I would redo this correctly using pvc glue and no riser connections.


----------



## behrygood1982 (Oct 23, 2020)

g-man said:


> Is the T feeding another head? The main water comes from the bottom elbow, right?
> If that's the case, then I think someone added the T after the fact and that's why all the crazy connections.


Didn't check but i'm pretty sure you are correct that the bottom one is where the water comes from since the pipe connection to the T connection is heading into the direction of 2 more sprinkler heads.



g-man said:


> I would redo this correctly using pvc glue and no riser connections.


1. So your saying i could just remove the risers all together and instead just keep the same overall structure but use pvc pipes and glue instead?

2. Got any good resources you can recommend on doing sprinkler repairs for beginning and learning for stuff like this?


----------



## dj80d (Nov 15, 2020)

you need a half inch 90 slip by slip then a half inch slip x slip x thread tee then add you half inch nipple riser cut the threading off of one end glue all together. if you can do a half inch slip tee then it would be easier than with the threaded tee


----------



## FlowRider (Apr 7, 2019)

If that was what I found in my sprinkler system, I would just dig a big enough hole to fix it right.

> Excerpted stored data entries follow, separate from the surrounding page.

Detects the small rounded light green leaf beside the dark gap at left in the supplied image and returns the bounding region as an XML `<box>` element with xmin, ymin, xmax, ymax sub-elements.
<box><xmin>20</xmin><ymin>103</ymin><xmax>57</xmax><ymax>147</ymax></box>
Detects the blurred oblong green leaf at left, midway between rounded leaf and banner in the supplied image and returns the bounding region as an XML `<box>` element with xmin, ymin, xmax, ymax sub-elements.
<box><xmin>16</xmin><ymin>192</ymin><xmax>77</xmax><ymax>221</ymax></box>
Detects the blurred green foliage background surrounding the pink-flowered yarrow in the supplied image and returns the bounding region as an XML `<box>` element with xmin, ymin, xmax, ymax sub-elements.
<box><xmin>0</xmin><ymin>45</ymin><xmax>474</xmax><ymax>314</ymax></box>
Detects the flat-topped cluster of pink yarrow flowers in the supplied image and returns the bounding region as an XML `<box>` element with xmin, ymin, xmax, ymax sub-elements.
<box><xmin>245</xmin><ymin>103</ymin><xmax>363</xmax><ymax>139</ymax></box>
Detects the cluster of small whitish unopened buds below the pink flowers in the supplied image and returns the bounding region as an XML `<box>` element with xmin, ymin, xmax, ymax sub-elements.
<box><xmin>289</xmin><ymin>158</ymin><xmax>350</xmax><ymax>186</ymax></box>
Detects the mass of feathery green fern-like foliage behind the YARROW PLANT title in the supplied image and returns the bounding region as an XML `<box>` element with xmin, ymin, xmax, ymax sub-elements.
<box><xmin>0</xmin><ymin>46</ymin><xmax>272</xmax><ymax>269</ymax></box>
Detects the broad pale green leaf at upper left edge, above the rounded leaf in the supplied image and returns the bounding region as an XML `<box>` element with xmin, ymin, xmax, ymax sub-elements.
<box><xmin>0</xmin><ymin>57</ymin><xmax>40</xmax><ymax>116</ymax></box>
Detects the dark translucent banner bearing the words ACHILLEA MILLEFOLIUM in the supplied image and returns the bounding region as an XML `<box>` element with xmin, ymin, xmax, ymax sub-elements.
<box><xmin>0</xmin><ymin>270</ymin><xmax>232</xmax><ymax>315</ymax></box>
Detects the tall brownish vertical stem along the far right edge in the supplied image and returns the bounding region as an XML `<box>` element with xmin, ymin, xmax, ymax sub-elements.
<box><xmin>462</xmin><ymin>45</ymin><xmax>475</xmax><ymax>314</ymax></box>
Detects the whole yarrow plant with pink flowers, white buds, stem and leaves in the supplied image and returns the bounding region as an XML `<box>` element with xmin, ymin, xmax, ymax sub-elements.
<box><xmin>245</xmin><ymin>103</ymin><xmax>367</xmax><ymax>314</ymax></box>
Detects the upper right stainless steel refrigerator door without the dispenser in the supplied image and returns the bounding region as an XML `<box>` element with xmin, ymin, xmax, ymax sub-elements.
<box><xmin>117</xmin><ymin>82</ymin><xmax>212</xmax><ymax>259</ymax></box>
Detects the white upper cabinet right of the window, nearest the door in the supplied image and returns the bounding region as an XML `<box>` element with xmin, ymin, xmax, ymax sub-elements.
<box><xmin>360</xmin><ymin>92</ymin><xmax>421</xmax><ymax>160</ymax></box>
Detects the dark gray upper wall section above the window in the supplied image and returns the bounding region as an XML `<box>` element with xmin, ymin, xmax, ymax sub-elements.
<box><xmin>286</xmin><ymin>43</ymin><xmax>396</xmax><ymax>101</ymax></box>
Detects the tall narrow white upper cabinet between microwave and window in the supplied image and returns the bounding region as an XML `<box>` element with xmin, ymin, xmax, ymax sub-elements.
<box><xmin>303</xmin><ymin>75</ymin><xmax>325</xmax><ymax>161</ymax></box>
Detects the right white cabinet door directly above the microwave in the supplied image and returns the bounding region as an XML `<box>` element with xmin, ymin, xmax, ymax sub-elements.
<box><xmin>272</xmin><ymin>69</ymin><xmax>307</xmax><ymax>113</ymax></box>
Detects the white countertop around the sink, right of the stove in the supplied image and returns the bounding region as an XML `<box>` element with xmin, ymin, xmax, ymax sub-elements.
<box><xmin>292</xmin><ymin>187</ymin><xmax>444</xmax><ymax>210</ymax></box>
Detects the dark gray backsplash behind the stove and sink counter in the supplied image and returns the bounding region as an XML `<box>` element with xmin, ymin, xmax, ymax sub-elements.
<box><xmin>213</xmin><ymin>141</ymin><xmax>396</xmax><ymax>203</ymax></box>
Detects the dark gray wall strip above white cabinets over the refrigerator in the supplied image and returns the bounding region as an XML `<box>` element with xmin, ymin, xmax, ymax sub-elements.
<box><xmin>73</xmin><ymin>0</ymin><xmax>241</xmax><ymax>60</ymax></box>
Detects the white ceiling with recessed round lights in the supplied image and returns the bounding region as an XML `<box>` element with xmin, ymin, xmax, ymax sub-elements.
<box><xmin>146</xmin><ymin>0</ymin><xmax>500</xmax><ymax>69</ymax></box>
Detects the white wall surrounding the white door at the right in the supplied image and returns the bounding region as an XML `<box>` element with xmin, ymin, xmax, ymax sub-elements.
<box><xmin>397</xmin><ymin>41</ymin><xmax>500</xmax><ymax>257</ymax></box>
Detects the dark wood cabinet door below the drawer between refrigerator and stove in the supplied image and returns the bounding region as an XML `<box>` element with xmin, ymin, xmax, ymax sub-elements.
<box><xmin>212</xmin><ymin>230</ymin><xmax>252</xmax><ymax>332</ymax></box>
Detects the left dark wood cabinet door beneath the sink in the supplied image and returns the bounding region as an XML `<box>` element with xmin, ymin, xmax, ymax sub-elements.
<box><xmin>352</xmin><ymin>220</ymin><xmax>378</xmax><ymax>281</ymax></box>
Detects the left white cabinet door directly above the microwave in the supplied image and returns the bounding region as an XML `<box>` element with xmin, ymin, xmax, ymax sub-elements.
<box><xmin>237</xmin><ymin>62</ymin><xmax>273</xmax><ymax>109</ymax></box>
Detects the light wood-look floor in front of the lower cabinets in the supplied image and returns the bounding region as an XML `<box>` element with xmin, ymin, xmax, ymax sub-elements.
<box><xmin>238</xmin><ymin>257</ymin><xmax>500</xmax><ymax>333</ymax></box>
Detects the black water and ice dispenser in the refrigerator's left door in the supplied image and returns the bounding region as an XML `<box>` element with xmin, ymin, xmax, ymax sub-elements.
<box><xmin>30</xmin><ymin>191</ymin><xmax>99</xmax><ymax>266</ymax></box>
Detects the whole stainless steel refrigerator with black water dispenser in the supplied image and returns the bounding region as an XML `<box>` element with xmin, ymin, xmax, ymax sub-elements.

Whoever tried to fix it before did a half-hearted (I'm being kind) attempt at fixing the problem.

PVC is inexpensive and is very easy to cut, glue and install correctly. Tear it all out, fix it correctly.

I would start by putting a straight coupler on the supply pipe and extend it first, then glue in all new.

The only threaded connection should be for a flexible riser - everything else should be glued pipe.

Whoever did that botched repair should have to wear jackass ears until after Christmas, next year!

Blow it all up, and start over. Never have to fix it again. Return the other parts. Profit.... :gum:


----------